Op 22 september 2023 heeft de Rechtbank Zeeland-West-Brabant in Middelburg uitspraak gedaan in een verzoek om schadevergoeding op grond van artikel 530 van het Wetboek van Strafvordering (Sv). De verzoeker, vertegenwoordigd door zijn advocaat mr. R. Wouters, had een schadevergoeding aangevraagd van in totaal € 8.619,51, bestaande uit kosten voor inkomstenderving, reiskosten en rechtsbijstand. De officier van justitie, mr. R.C.P. Rammeloo, heeft tijdens de zitting aangegeven dat het verzoek volledig kan worden toegewezen.
De rechtbank heeft vastgesteld dat de verzoeker niet is verschenen, maar dat zijn raadsman het verzoek voldoende heeft toegelicht. De rechtbank overweegt dat de zaak is geëindigd zonder oplegging van straf of maatregel, en dat de rechtbank bevoegd is om het verzoek in behandeling te nemen. Op basis van artikel 530 Sv kan aan een verdachte die niet wordt veroordeeld of wiens zaak is geseponeerd, een schadevergoeding worden toegekend.

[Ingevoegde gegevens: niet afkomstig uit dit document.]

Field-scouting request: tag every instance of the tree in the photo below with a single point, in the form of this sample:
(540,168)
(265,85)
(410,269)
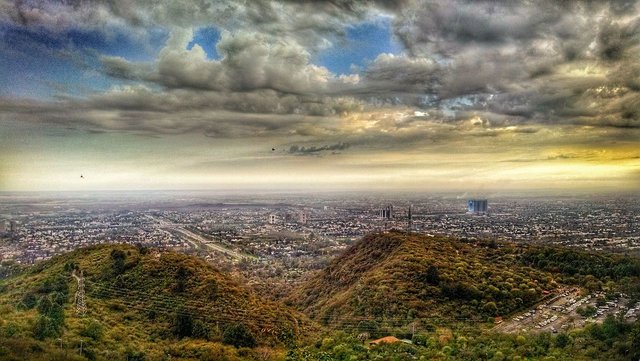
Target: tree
(433,275)
(490,308)
(562,340)
(92,329)
(183,324)
(238,335)
(201,330)
(117,258)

De rechtbank heeft de gevraagde bedragen aan schadevergoeding, inclusief reiskosten en kosten voor rechtsbijstand, als billijk beoordeeld en heeft deze toegewezen. De totale schadevergoeding van € 8.619,51 zal worden overgemaakt aan de Stichting Beheer Derdengelden Wouters & Wouters Advocaten en aan Wouters & Wouters advocaten. De beslissing is genomen door mr. J.C. Gillesse, rechter, in aanwezigheid van griffier I.L. Bruijnooge, en is uitgesproken ter openbare terechtzitting.